A Villani le faltaron menos de tres puntos para haber sido elegido en la primera vuelta por su circunscripción en Essonne, a 50 kilómetros de París. Con 47,46% de los votos, parte sin embargo con una fuerte ventaja frente a su rival en la reválida, la candidata de Los Republicanos Laure Darcos, que obtuvo 16,82%. Aun así, asegura que tanto él como el resto de candidatos de LRM que aspiran a lograr una arrolladora mayoría para Macron en la Asamblea Nacional van “con mucho cuidado”, conscientes de que “no todo está hecho” aún. Y recuerda entre risas la “remontada”, el 6-1 del Barcelona contra el PSG en la Liga de Campeones. Un término que la política francesa, por cierto, ya ha adoptado. “No queremos dar una imagen arrogante”, agrega, ya más serio.

Al matemático no le caben dudas de las posibilidades que ofrece la nueva era Macron, un hombre al que conoció en 2013, cuando “no era aún nada mediático, pero en los círculos proeuropeos ya se sabía que había un joven político muy brillante y proeuropeo trabajando en el Elíseo”. “Nos entendimos muy bien desde el principio”, asegura quien también dice sentirse “ni de izquierdas ni de derechas” y que “llevaba 15 años esperando” la llegada de un político como Macron.

Si le tomó algún tiempo mostrar su apoyo público al candidato es porque, como director de un centro público —desde 2009 dirige el principal centro matemático francés, el Institut Henri Poincaré de París— “uno tiene que evaluar primero que no se ponga en peligro a la institución”. No menos meditada fue su decisión de implicarse personalmente, como candidato a diputado, algo que decidió apenas hace dos meses.
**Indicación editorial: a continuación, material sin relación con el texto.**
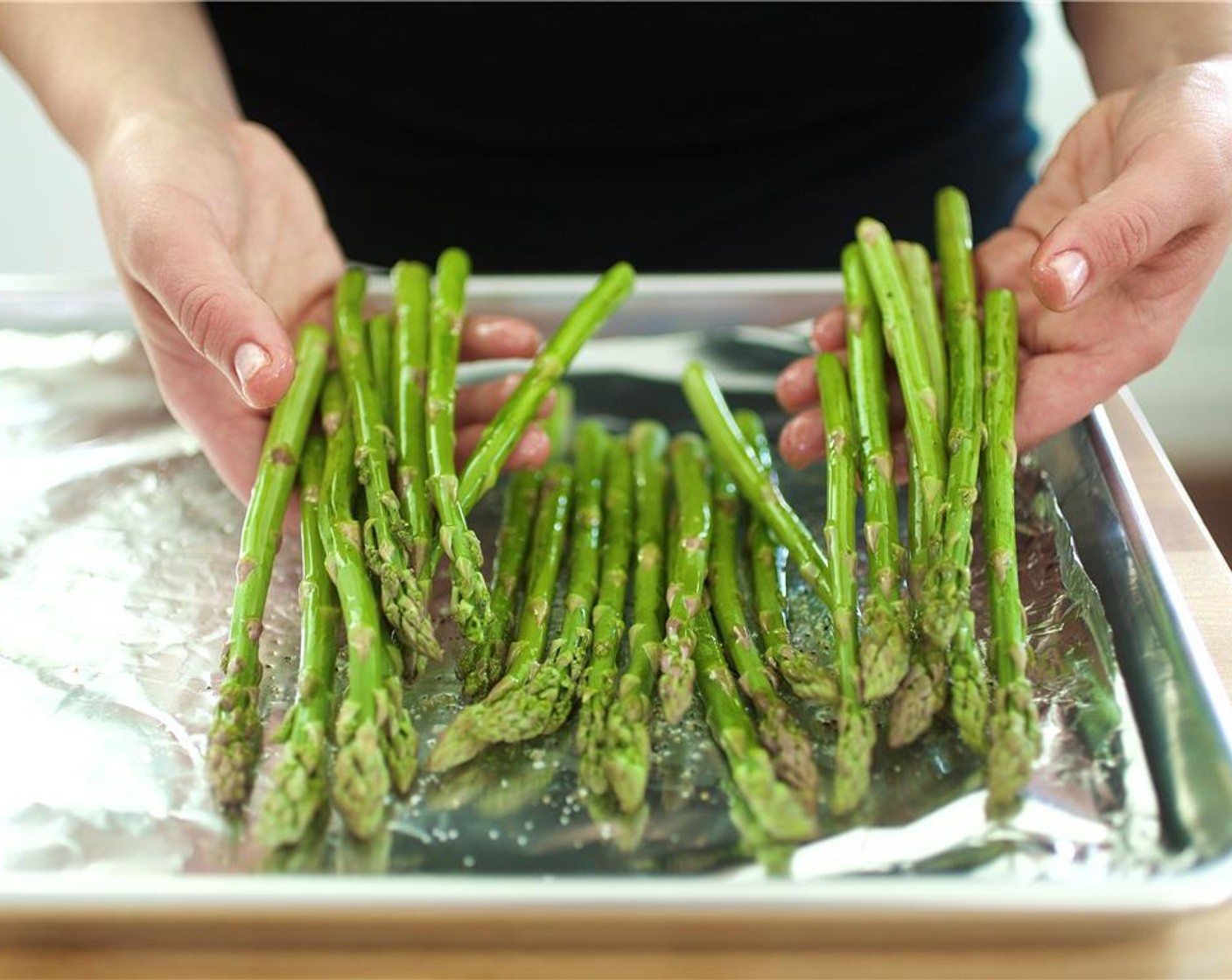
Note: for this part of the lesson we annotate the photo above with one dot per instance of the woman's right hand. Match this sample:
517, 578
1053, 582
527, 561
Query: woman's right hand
224, 250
Pero no se ha arrepentido de ello, pese a que pueda erosionar su gran popularidad.

“No podemos contentarnos con decir que los políticos son malos. Cuando se tienen la oportunidad y las ganas, es deber de uno asumir esa responsabilidad e intentarlo”, afirma. Lo que no se atreve a calcular este matemático es el tiempo que durará su nueva aventura. “Cuando me nombraron director del Poincaré me dije que lo haría por cinco años y que pararía, pero al cumplirse estos vi que no era suficiente tiempo. Veremos. Cinco años es un tiempo corto para hacer bien las cosas”.